Asylum law, deportation policy, immigration reform, and foreign relations dominated immigration news in July 2015.
Perhaps the most sensation article was an announcement that refugees should be given a new country, in a part of the world with relatively unused land, to start a new society.
This was not the only major item regarding refugees. The most fun story was about four teenage skate-boarders, patinetos, who made it from El Salvador to the United States to escape the gang violence in their homeland.
Both issues, massive numbers of asylum seeking leaving their places of origin and the Central American youth refugee crisis, led to America’s vastly expanded immigration court caseloads.
Talking about crowded courts leads one directly to news about immigration reform – or, more precisely, the lack of immigration reform and its effect.
One study asserted that changes in deportation policy imposed by the administration created a poorly run system, in which 13% of undocumented immigrants were being deported. The study which focused only on a distinction between high priority and low priority criminal offenders was glaringly oversimplistic.
The flaw was borne out by another study which showed the government would need to 500 new immigration judges just to catch up with the ever-expanding backlog of arrested immigrants facing removal.
The backlog is also tied not just to immigration reform.

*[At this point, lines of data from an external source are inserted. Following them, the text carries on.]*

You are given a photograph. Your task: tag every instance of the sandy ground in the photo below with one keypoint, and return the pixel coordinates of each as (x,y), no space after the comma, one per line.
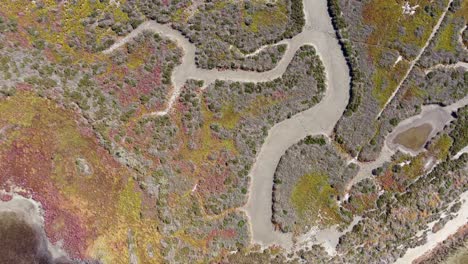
(437,116)
(413,62)
(31,212)
(318,120)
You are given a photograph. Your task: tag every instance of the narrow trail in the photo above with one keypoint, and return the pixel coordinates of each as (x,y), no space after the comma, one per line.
(188,70)
(436,115)
(434,31)
(447,66)
(320,119)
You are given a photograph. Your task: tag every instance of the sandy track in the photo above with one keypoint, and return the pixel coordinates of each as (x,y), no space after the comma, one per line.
(434,31)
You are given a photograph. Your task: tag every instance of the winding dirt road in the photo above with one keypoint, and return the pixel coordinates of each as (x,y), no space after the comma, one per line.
(320,119)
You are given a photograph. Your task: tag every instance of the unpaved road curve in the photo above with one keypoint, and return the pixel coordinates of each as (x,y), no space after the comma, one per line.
(320,119)
(188,70)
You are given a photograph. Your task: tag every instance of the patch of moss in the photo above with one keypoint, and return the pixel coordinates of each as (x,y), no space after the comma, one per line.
(314,200)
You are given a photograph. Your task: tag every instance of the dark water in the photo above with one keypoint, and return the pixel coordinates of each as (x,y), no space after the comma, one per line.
(20,243)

It is also linked to poor representation by criminal defense counsel.
Yet, in light of the shooting of a U.S. citizen at a popular tourist site in San Francisco by an undocumented immigrant with multiple convictions, no one was listening to honest statistics. The debate over deportation was reignited, with harsh rhetoric from both sides.
The House GOP leader, meanwhile, told an audience in Ireland that he was committed to making reform happen. Irish and American pundits were stunned by his remarks. In their view past actions belie lofty promises.
Some promises, however, have meaning which overcomes old behaviors. Take the U.S. – Cuban restoration of diplomatic relations. The Cold War between the two countries has ended . . . almost . . . and that could lead to more Cuban All Stars like Camilio Pascual and Luis Tiant joining American baseball teams in the near future.